The article goes on to point out that COVID mortality rates should be compared to statistics that show how probable it that a person of a certain age would die in the next 12 months. “What is remarkable about coronavirus is that if we are infected our chances of dying seems to mirror our chance of dying anyway over the next year, certainly once we pass the age of 20. For example, an average person aged 40 has around a one-in-1,000 risk of not making it to their next birthday and an almost identical risk of not surviving a coronavirus infection. That means your risk of dying is effectively doubled from what it was if you are infected.”
And that is the average risk. For those with underlying health issues, the risks are higher. If you are generally healthy, your risk of death is lower.

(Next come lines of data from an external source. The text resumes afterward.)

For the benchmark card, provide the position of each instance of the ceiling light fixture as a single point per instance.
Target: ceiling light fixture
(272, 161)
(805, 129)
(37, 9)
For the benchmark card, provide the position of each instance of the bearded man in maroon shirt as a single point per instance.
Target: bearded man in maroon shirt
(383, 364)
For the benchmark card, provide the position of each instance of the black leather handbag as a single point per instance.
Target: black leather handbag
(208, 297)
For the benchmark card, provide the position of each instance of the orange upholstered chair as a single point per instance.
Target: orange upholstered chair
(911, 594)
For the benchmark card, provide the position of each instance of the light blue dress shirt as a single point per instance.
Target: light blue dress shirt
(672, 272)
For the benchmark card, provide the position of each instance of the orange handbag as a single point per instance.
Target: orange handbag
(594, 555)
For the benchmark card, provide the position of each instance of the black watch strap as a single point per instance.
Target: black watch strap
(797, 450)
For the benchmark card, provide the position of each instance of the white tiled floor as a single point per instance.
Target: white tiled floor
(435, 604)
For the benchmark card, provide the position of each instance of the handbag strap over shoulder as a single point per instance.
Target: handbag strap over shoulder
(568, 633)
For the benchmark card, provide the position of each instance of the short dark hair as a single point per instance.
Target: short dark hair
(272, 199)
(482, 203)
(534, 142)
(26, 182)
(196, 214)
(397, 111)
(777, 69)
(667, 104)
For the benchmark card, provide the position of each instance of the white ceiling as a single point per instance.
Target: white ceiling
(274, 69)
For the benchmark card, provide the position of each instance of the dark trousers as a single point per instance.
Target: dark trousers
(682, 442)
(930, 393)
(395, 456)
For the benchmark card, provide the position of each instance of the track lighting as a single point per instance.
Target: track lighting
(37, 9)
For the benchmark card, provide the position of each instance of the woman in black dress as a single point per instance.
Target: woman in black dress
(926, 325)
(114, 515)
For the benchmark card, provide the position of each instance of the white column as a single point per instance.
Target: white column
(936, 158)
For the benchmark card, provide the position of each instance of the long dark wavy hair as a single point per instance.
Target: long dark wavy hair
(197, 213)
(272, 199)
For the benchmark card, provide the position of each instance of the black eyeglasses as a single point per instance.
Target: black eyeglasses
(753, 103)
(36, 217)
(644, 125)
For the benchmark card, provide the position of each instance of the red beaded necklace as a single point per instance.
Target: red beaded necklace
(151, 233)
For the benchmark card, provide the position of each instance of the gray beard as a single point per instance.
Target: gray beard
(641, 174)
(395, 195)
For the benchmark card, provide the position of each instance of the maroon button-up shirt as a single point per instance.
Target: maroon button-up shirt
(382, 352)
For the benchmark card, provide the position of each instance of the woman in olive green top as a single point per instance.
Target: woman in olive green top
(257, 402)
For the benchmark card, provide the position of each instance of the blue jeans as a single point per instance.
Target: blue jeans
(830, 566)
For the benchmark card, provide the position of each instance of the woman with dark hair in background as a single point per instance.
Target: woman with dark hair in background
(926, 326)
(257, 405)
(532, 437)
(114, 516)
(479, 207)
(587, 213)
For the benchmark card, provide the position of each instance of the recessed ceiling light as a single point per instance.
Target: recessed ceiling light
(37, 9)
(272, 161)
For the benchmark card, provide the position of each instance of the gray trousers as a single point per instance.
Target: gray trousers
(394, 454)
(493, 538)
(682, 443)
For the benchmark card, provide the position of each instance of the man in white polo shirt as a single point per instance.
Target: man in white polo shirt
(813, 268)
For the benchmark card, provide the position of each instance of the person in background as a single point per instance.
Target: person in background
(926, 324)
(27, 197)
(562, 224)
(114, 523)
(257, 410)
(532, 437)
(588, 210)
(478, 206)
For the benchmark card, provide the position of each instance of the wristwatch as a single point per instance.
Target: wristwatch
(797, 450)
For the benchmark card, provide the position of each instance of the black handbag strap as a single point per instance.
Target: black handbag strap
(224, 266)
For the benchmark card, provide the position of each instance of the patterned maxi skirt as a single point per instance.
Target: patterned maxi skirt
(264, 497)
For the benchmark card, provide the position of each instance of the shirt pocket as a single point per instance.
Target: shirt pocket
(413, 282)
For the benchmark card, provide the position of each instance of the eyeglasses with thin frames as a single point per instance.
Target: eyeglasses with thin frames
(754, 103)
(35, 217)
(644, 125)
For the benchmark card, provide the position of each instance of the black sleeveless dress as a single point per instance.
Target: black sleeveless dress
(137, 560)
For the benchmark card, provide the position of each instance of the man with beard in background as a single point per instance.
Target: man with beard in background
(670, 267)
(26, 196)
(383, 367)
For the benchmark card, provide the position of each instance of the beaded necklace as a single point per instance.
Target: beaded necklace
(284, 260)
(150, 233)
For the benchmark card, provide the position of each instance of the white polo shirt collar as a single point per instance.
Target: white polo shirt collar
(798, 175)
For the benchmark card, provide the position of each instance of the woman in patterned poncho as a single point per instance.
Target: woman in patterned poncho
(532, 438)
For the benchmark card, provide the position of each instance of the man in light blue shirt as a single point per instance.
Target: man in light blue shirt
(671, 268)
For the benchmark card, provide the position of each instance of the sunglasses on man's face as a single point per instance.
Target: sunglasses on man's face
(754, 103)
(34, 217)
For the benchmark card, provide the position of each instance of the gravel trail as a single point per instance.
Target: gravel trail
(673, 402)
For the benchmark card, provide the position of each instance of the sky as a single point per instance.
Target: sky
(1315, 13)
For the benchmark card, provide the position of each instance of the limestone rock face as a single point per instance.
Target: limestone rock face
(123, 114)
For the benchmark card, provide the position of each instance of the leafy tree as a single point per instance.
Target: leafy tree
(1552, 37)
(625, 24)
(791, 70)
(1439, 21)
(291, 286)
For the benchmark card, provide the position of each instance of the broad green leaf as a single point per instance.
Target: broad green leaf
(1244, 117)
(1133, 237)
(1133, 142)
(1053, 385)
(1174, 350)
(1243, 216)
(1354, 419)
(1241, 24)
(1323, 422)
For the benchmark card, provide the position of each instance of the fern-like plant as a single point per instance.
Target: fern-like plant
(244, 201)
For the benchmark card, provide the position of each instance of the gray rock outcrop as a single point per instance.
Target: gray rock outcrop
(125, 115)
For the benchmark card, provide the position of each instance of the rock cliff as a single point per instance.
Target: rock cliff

In the US, there is a debate about how fast to open a variety of businesses and start to get our economy back on track. Clearly there is a balancing act that needs to take place between society’s health risks and the risks associated with almost depression level unemployment. In my mind, the fulcrum of that balancing beam is our hospitals. If hospitals are beginning to become overwhelmed, tightening needs to occur. If the hospitals have the capacity, society must open, albeit with safety guidelines being followed. Theory of constraints, a critical supply chain operating philosophy, becomes the governing logic for making effective trade offs.